New Delhi, Feb 11: Beware if you are an avid Facebook user as there is gang of girls operating there and looting innocent people.
Recently, Dinesh Sharma, 41-year-old senior manager, working in a telecom company came across a girl on Facebook and gradually friendship developed between them.
He did not realise that he fell in a honeytrap and lost nearly Rs 1.10 lakh. Despite registering a complaint with the police, he knows that the money is not going to be returned now.
The accused girl, Neha Bajaj claimed to be based in London.
"We began talking as friends and very soon, we exchanged text messages. She told me that as her father is an Indian, she wanted to come to India on a long break. I decided to help her when she told me she knows nobody in India and would need help with booking hotels," said Dinesh Sharma.

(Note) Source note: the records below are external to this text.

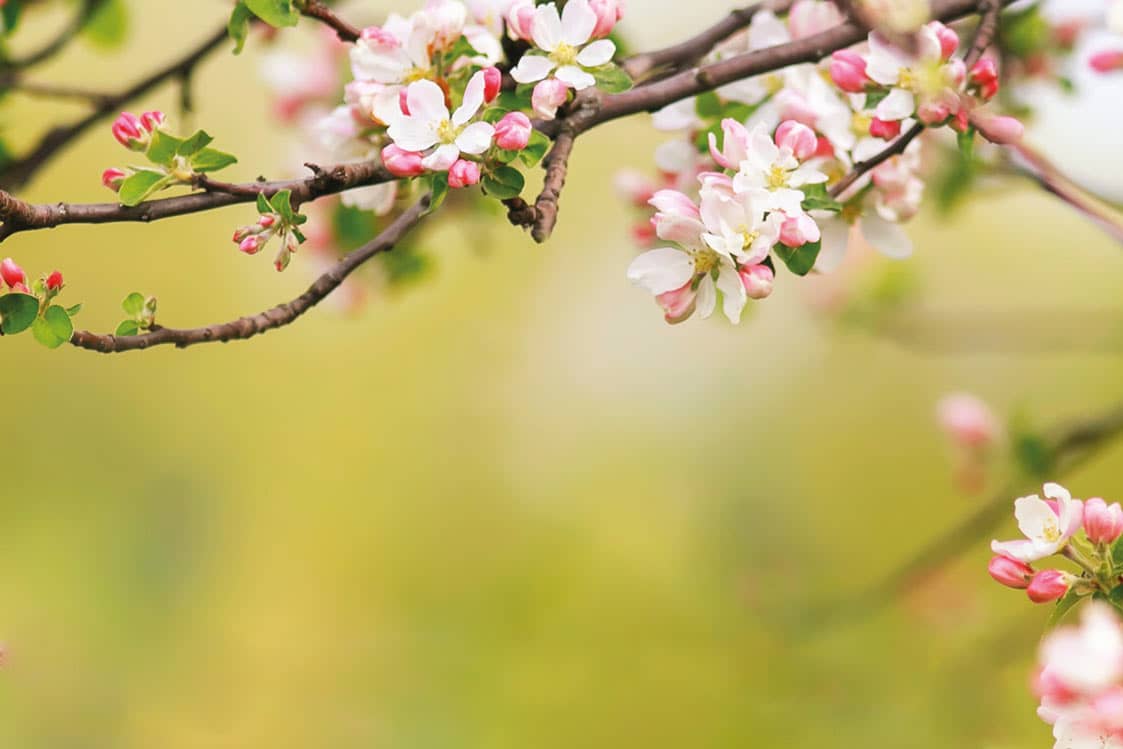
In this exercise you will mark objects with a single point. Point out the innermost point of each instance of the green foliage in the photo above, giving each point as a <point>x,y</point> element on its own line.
<point>503,183</point>
<point>54,328</point>
<point>17,312</point>
<point>274,12</point>
<point>799,259</point>
<point>108,25</point>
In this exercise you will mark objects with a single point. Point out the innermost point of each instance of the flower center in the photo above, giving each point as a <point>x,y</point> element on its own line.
<point>777,177</point>
<point>447,131</point>
<point>565,54</point>
<point>705,259</point>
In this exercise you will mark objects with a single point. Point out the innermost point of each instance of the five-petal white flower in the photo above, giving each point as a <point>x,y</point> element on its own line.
<point>429,125</point>
<point>565,38</point>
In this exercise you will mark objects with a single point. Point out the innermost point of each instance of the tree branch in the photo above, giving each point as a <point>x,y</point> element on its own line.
<point>17,173</point>
<point>318,10</point>
<point>276,317</point>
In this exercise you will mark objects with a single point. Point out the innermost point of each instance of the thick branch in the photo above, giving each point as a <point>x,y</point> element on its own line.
<point>277,317</point>
<point>17,173</point>
<point>19,216</point>
<point>318,10</point>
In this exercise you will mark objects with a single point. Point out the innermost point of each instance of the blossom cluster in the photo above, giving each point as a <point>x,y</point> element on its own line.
<point>787,140</point>
<point>1080,678</point>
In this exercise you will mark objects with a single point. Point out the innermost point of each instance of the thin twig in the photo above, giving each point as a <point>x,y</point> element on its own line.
<point>276,317</point>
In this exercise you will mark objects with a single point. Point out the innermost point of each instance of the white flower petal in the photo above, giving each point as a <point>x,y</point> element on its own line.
<point>887,238</point>
<point>532,69</point>
<point>577,23</point>
<point>441,160</point>
<point>475,138</point>
<point>577,79</point>
<point>659,271</point>
<point>599,53</point>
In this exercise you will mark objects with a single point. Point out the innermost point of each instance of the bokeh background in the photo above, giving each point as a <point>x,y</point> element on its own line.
<point>509,507</point>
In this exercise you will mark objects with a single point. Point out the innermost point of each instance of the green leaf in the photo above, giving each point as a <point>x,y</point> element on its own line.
<point>163,148</point>
<point>108,26</point>
<point>504,182</point>
<point>127,328</point>
<point>142,184</point>
<point>17,312</point>
<point>800,259</point>
<point>274,12</point>
<point>238,26</point>
<point>1062,608</point>
<point>611,78</point>
<point>282,204</point>
<point>194,144</point>
<point>9,16</point>
<point>134,304</point>
<point>54,328</point>
<point>209,160</point>
<point>536,148</point>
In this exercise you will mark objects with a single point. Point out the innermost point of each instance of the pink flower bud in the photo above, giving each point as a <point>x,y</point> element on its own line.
<point>799,230</point>
<point>797,137</point>
<point>1010,572</point>
<point>128,130</point>
<point>376,36</point>
<point>949,40</point>
<point>757,281</point>
<point>11,273</point>
<point>250,245</point>
<point>677,304</point>
<point>112,177</point>
<point>463,174</point>
<point>1048,585</point>
<point>985,76</point>
<point>152,120</point>
<point>1105,62</point>
<point>512,133</point>
<point>884,129</point>
<point>1103,522</point>
<point>608,12</point>
<point>520,19</point>
<point>848,71</point>
<point>402,163</point>
<point>548,96</point>
<point>1000,129</point>
<point>493,81</point>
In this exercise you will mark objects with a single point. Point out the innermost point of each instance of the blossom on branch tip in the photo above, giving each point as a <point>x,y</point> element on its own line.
<point>1047,527</point>
<point>566,39</point>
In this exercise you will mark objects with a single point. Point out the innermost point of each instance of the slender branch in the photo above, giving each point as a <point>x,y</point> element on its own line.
<point>1073,447</point>
<point>57,43</point>
<point>318,10</point>
<point>19,216</point>
<point>276,317</point>
<point>693,49</point>
<point>894,148</point>
<point>17,173</point>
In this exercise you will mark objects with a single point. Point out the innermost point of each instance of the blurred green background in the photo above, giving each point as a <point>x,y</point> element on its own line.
<point>509,507</point>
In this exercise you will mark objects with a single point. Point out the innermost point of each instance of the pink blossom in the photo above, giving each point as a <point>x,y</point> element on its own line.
<point>512,133</point>
<point>1010,572</point>
<point>1103,522</point>
<point>463,174</point>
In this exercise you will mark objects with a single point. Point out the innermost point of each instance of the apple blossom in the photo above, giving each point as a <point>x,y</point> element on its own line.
<point>430,128</point>
<point>566,39</point>
<point>512,133</point>
<point>1103,523</point>
<point>1010,572</point>
<point>1047,529</point>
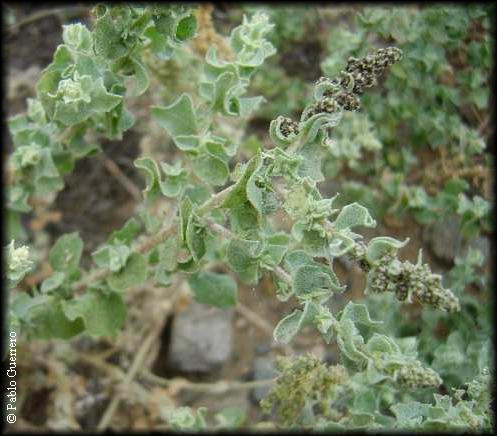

"While discussing her vacation plans, she said she would send gifts for me as I have been kind to her," added Dinesh.
The accused gave Sharma details of the courier such as receipts and reference number on the 6 th of November.
The gifts included stuff such as laptop, teddy bear, money in pounds and watch. She told me she had sent them through a diplomatic courier service and I am required to shell out some money for the clearance in Indian currency," said Dinesh.
Dinesh said since the beginning of the conversation, he was asked about his salary details and other financial information. The day the status of the parcel mentioned 'arrived in India', I received a call from the company asking me to pay Rs 23,600 for custom clearance. I was told the parcel is in Mumbai. I paid the amount in the given bank account. The very same day, demonetisation was announced and I was told they are not able to withdraw cash from the account due to the same and the amount has to be paid in cash and will take some time for clearance," stated the FIR.
Sharma said, "After a while, I was asked to Rs 85,000 for some registration without which the package would not be delivered. Meanwhile, Neha kept calling me and emotionally blackmailed asking me to speed up the procedure."
Finally, she started putting pressure on me to make the payments as soon as possile. And, I got into the trap and paid the amount. They later said that since they did not get the amount and norms have also become strict, they would send the package to the Royal Bank of Scotland which would convert the pounds in rupees," he said. It was then that Sharma became suspicious.
My suspicion got stronger when they asked for Rs 2 lakh to convert the currency. I decided to get in touch with bank officials who explained it's a fraud," he said.
The investigating officer said, every day, Delhi witnesses a number of such cases. The Investigation is on, but we don't have any lead so far.